Housing developers given go ahead at Seaburn site after sewage system row
An error by water bosses which put the brakes on a controversial housing scheme has finally been resolved.
Mistakes on a map of Sunderland’s sewage network had threatened to derail proposals for 60 homes in Seaburn after builders were forced to overhaul their sewer and drainage plans for the site.
Attempts to formally correct the ‘simple error’ by Northumbrian Water, which development chiefs insisted was not enough to stop work going ahead, saw 81 letters of objection sent to Sunderland City Council.
But despite opposition, the council’s Planning and Highways Committee gave the amended application the green light at the second time of asking.
Coun Paul Stewart said: “My understanding is Miller Homes can go ahead regardless of what we decide.
“The mistake that there was a condition in the original application which shouldn’t have been there and all we’re being asked to do is remove a condition which is not enforceable.”
The updated proposals for the site, north of Seaburn Camp, also went before the panel in January where councillors agreed to delay a decision and instead ask for a survey of sewage capacity in the area.
This request was later rejected by council bosses, who said they were ‘satisfied’ with evidence from Northumbrian Water asserting sewage capacity is ‘sufficient’.
This was dismissed by Conservative opposition councillor James Doyle, who spoke on behalf of opponents but is not a member of the Planning and Highways Committee.
He said: “Perhaps, through arrogance or ignorance or a combination of the two, Miller Homes and Northumbrian Water believe they can pull the wool over our eyes.
“I believe this is an exercise in premeditation, that Miller Homes and Northumbrian Water know an investigation would reveal the inadequacy of the existing network.”

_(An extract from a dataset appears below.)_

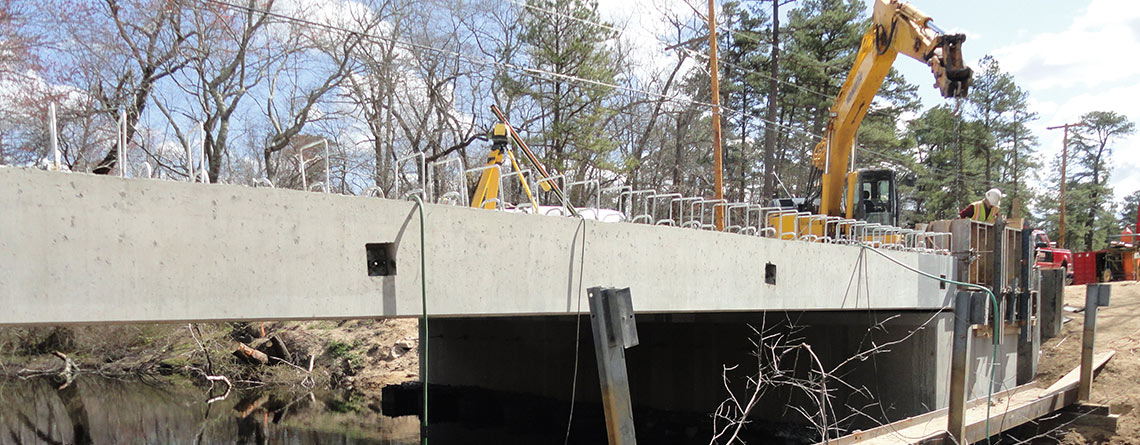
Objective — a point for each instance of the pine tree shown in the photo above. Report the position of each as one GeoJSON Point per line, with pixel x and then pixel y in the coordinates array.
{"type": "Point", "coordinates": [573, 112]}
{"type": "Point", "coordinates": [1092, 151]}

Liberal Democrat Martin Haswell proposed a new amendment approving the plans but requiring Miller Homes to carry out a survey before connecting to the sewage network.
The panel was advised this would not be legally enforceable and that developers already have an ‘absolute right’ to connect due to the original application’s approval in 2019.
Councillors voted by a 7 – 5 margin in favour of the latest proposal.